4. De rechtbank geeft verweerder geen gelijk, omdat het stelsel van vergoeding van forfaitaire proceskosten in het bestuursrecht als uitgangspunt heeft dat op eenvoudige wijze is vast te stellen welke bedragen voor vergoeding in aanmerking komen. Voor alle beroepen die een fictieve weigering te besluiten betreffen, wordt dezelfde verlaagde wegingsfactor gebruikt van 0,5. De intrekking van dergelijke beroepen omdat aan eiser tegemoet is gekomen door het alsnog nemen van een besluit is bovendien eerder regel dan uitzondering. Het beroep van verzoeker is naar het oordeel van de rechtbank daarom ook niet zo bijzonder dat een vergoeding met een wegingsfactor 0,5 niet voldoet aan de redelijkheidstoets.
5. De rechtbank stelt de proceskosten van verzoeker die verweerder moet betalen vast op
€ 262,50 (1 punt voor het indienen van het beroepschrift, met een waarde per punt van
€ 525,- en een wegingsfactor 0,5).
6. Verweerder moet ook het betaalde griffierecht van € 178,- aan verzoeker betalen (artikel 8:41 Awb).

Beslissing

De rechtbank veroordeelt verweerder tot betaling van € 262,50 aan proceskosten.
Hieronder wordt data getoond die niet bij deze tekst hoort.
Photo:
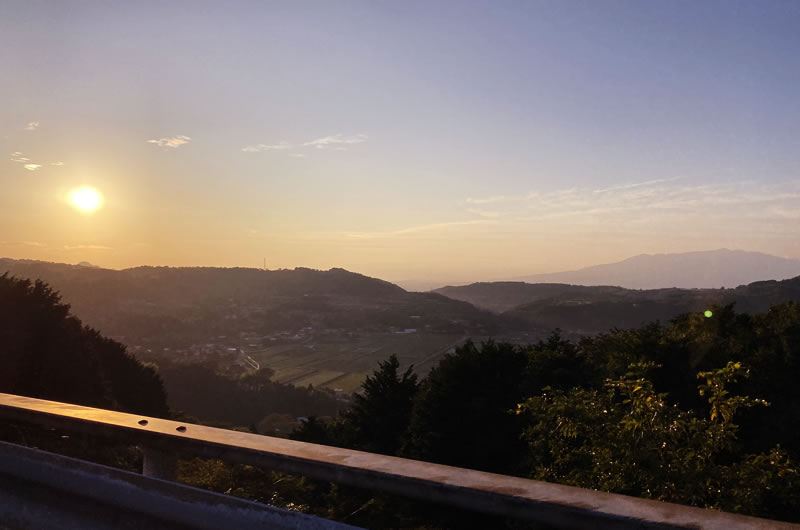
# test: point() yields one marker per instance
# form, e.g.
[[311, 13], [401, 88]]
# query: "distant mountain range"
[[706, 269], [189, 303], [581, 309], [200, 301]]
Verweerder moet dit bedrag betalen aan verzoeker.
Deze uitspraak is gedaan door R. in ’t Veld, rechter, in aanwezigheid van O. Asafiati, griffier
.De beslissing is uitgesproken op 11 september 2020. Als gevolg van de maatregelen rondom het coronavirus is deze uitspraak niet uitgesproken op een openbare uitsprakenzitting. Voor zover nodig wordt deze uitspraak alsnog in het openbaar uitgesproken wanneer dat weer mogelijk is.
griffier rechter
Afschrift verzonden aan partijen op:

Bent u het niet eens met deze uitspraak?

Als u het niet eens bent met deze uitspraak kunt een brief sturen naar de rechtbank waarin u uitlegt waarom u het er niet mee eens bent. Dit heet een verzetschrift. U moet dit verzetschrift indienen binnen 6 weken na de dag waarop deze uitspraak is verzonden. U ziet deze datum op de stempel die hierboven staat. Als u graag een zitting wilt waarbij u persoonlijk uw mening aan de rechter kunt geven, kunt u dit in uw verzetschrift aangeven.